Pale Smoke vs Iron Ore
Where Pale Smoke belongs to Benjamin Moore's range, Iron Ore is a Sherwin-Williams color. Hue-wise, Pale Smoke belongs to the blue-green family and Iron Ore to the grey family. Pale Smoke (LRV 64) reflects noticeably more light than Iron Ore (LRV 6), a difference of 58 points that becomes especially apparent in rooms with limited natural light. Pale Smoke runs green while Iron Ore is decidedly neutral, which means they'll respond very differently to warm vs cool light sources. With a ΔE of 55.5, the contrast is hard to miss. These aren't variations on a theme — they're two different answers to the same question. Below you'll find 4 real-room photo comparisons where both colors appear side by side, plus 5 simulated room previews.

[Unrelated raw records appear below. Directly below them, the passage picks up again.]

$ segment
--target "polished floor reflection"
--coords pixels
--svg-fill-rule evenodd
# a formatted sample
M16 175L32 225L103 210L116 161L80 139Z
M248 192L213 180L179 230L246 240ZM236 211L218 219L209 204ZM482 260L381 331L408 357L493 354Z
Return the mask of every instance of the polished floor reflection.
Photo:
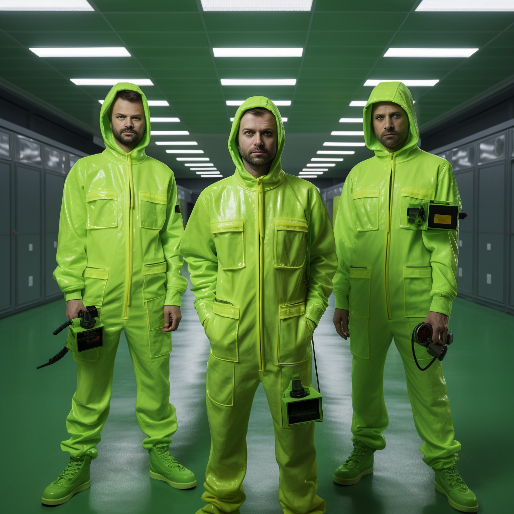
M315 334L324 419L317 427L319 488L328 514L446 514L455 512L433 487L433 473L421 461L401 360L392 345L384 389L390 424L387 447L375 454L375 472L347 487L332 482L334 469L351 451L352 414L349 343L337 335L331 306ZM173 335L171 400L178 431L172 453L201 484L209 453L205 407L209 342L192 306L183 300L182 321ZM52 332L64 320L63 301L0 320L2 505L10 514L48 512L41 505L44 488L65 466L59 443L75 387L70 355L37 371L64 344ZM453 307L450 329L455 343L445 360L456 438L462 444L459 468L476 493L480 512L512 511L514 444L514 323L511 316L462 300ZM143 434L134 414L136 386L122 336L115 369L111 413L91 464L90 489L55 507L61 514L193 514L203 504L203 488L179 491L149 476ZM273 427L262 387L254 401L248 435L248 499L244 514L280 514L278 468Z

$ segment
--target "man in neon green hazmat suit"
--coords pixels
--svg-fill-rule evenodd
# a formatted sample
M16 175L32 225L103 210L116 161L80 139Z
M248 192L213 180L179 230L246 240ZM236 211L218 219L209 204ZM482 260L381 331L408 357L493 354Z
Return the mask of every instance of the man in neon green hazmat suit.
M148 435L143 447L150 453L150 476L178 489L196 485L169 449L177 430L169 402L170 332L178 326L187 282L180 275L183 228L175 178L144 151L150 120L139 87L115 85L100 113L105 150L79 160L65 184L53 276L65 293L68 319L94 305L105 327L103 346L72 352L77 388L66 420L71 437L61 444L70 460L45 489L47 505L63 503L89 487L122 331L136 373L136 414Z
M283 512L325 509L316 493L314 424L283 426L280 405L293 374L311 383L311 337L327 305L336 256L316 188L281 169L284 143L275 105L247 100L229 140L235 172L202 192L180 245L211 342L207 504L198 513L238 512L245 499L245 438L260 382L273 418Z
M460 205L455 177L448 161L418 148L412 98L401 82L382 82L373 89L364 109L364 132L375 157L350 172L334 228L339 265L334 322L341 337L350 335L354 450L334 480L359 482L372 472L373 453L386 446L383 367L394 338L414 424L425 441L420 450L435 471L436 489L452 507L476 512L476 498L455 464L461 445L453 438L442 363L436 360L419 371L411 347L411 334L423 321L432 325L434 341L446 341L457 292L457 246L456 231L410 225L407 208L431 200ZM418 360L428 363L431 356L415 346Z

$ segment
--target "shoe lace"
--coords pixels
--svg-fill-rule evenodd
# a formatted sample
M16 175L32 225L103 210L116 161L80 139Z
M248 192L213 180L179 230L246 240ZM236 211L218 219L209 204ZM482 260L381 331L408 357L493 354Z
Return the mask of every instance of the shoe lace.
M167 446L157 446L155 448L160 460L169 468L177 467L179 471L183 471L186 468L170 453Z
M54 483L59 484L66 482L71 482L73 478L80 471L83 457L70 457L69 462L64 468L63 472L57 477Z

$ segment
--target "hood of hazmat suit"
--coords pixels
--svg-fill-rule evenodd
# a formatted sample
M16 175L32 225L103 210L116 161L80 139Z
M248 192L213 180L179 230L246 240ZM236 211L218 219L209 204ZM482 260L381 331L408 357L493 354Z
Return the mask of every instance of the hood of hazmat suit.
M259 178L246 171L237 146L241 118L256 107L274 115L278 130L277 155L269 173ZM207 411L212 444L203 498L229 512L244 500L246 427L260 382L275 428L281 504L295 512L324 510L324 502L316 495L314 424L284 429L280 402L294 373L304 384L310 383L311 337L328 305L337 261L332 228L317 189L282 171L284 142L273 102L264 97L247 100L229 139L235 171L202 191L180 245L195 307L211 343ZM284 448L294 449L299 464L293 464ZM289 485L299 482L306 484L301 498Z

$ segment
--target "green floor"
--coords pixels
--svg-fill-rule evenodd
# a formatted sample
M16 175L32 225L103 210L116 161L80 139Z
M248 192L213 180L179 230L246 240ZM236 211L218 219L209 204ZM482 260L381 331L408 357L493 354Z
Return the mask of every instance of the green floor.
M173 335L171 400L179 429L172 452L196 473L196 489L178 491L151 480L143 435L134 415L134 372L122 336L115 369L111 414L91 466L90 489L55 507L61 514L194 514L202 505L203 474L209 434L205 407L205 365L209 343L185 297L180 328ZM332 299L333 300L333 299ZM399 356L391 346L385 390L390 425L388 445L375 454L375 473L348 487L332 482L334 469L351 448L352 414L348 342L335 335L333 301L315 339L324 395L324 420L317 427L319 489L329 514L445 514L455 512L433 487L433 473L421 461ZM64 344L52 331L64 321L64 302L54 302L0 320L3 444L0 512L48 512L40 503L44 488L62 470L67 454L65 418L75 386L70 355L39 370ZM456 433L463 449L459 466L479 498L480 511L509 514L513 471L514 322L511 316L457 300L450 328L455 342L445 360L446 381ZM244 514L279 514L278 468L273 429L264 391L253 403L248 435L248 499Z

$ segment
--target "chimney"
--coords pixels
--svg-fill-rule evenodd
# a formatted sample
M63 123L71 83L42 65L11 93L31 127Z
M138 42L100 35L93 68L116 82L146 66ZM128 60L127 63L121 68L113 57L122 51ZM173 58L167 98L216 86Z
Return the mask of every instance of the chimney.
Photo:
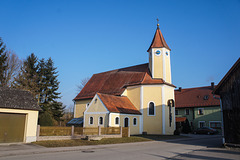
M179 92L182 92L182 87L179 87L178 91L179 91Z
M211 82L211 89L214 89L214 82Z

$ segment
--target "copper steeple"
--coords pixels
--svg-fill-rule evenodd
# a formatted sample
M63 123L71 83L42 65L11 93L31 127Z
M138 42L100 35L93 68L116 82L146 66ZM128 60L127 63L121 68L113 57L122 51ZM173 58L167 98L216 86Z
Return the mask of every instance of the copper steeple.
M158 19L157 19L157 21L158 21ZM171 49L168 47L168 45L162 35L161 30L159 29L159 24L157 23L157 30L153 37L152 43L147 51L149 51L151 48L163 48L163 47L165 47L171 51Z

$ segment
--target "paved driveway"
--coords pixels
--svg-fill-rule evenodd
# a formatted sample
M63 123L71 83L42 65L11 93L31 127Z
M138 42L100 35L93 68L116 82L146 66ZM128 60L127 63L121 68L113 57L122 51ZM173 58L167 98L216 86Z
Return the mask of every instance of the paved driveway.
M130 144L44 148L34 145L8 146L0 150L0 160L159 160L159 159L239 159L240 152L221 146L221 137L200 136L169 141Z

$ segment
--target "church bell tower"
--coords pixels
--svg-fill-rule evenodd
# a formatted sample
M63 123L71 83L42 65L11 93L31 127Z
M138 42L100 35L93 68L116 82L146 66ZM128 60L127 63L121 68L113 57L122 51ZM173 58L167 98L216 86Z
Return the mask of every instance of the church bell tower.
M153 37L152 43L147 50L149 53L149 70L153 79L163 79L165 82L172 84L170 51L159 24Z

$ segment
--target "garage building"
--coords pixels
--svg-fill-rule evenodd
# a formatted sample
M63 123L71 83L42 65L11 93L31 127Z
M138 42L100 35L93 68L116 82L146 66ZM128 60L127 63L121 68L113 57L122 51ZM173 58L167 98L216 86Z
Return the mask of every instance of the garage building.
M36 141L40 110L30 92L0 87L0 143Z

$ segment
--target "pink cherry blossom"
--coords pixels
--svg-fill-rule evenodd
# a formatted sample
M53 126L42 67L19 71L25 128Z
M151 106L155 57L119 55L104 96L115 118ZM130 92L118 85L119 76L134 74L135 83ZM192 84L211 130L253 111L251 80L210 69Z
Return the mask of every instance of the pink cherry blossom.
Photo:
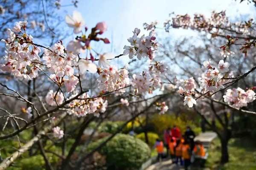
M120 100L121 103L122 105L125 105L126 106L129 106L129 102L128 102L128 100L127 99L124 99L123 98L121 99Z
M96 29L99 30L100 34L104 33L107 28L107 24L104 21L98 23L96 25Z
M52 90L50 90L48 92L45 97L45 101L47 104L52 106L62 104L64 100L63 94L58 92L56 94L56 91L53 92Z
M61 139L64 136L64 132L61 130L61 128L58 126L53 128L52 129L53 132L53 136L55 138Z
M74 33L78 34L81 31L85 23L81 13L74 11L72 16L67 15L66 16L65 19L68 26L74 28Z
M187 105L189 108L192 108L193 105L196 105L196 101L191 96L185 96L183 104L184 105Z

Pale Smoke vs Iron Ore in Real Spaces
4 real rooms side by side. Seeing Pale Smoke and Iron Ore in actual rooms makes the difference concrete; browse the spaces below to get a feel for how each color lives on a wall.
Living Room
In a living room, color works across both daylight and evening light — the same wall can read very differently at noon and at 8pm. The LRV gap is large enough that Pale Smoke will make the room feel meaningfully brighter than Iron Ore would.
Bedroom
The context that matters most in a bedroom is how a color reads under a bedside lamp at night, not under noon daylight. Pale Smoke reflects noticeably more light off the walls, making the space read more open than Iron Ore.
Bathroom
Bathrooms are one of the few spaces where you're genuinely enclosed by the paint color, which makes the choice between these two more consequential. Pale Smoke reflects noticeably more light off the walls, making the space read more open than Iron Ore.
Kitchen Cabinets
Kitchen cabinets are constantly compared against adjacent materials, which means subtle differences between these two become much more visible. Pale Smoke reflects noticeably more light off the walls, making the space read more open than Iron Ore.
Color Details
Pale Smoke vs Iron Ore Simulated Comparison
5 simulated room previews — drag the slider on each to see Pale Smoke on one side and Iron Ore on the other.
Digital color is approximate. These simulations are generated from the manufacturer's hex values and overlaid on grayscale room photos — your screen's calibration, brightness, and viewing angle all affect how they render. Before committing to either color, test physical samples in your own space under the light you actually live with.
More Pale Smoke comparisons
See how Pale Smoke stacks up against other well-photographed colors across different brands and tones.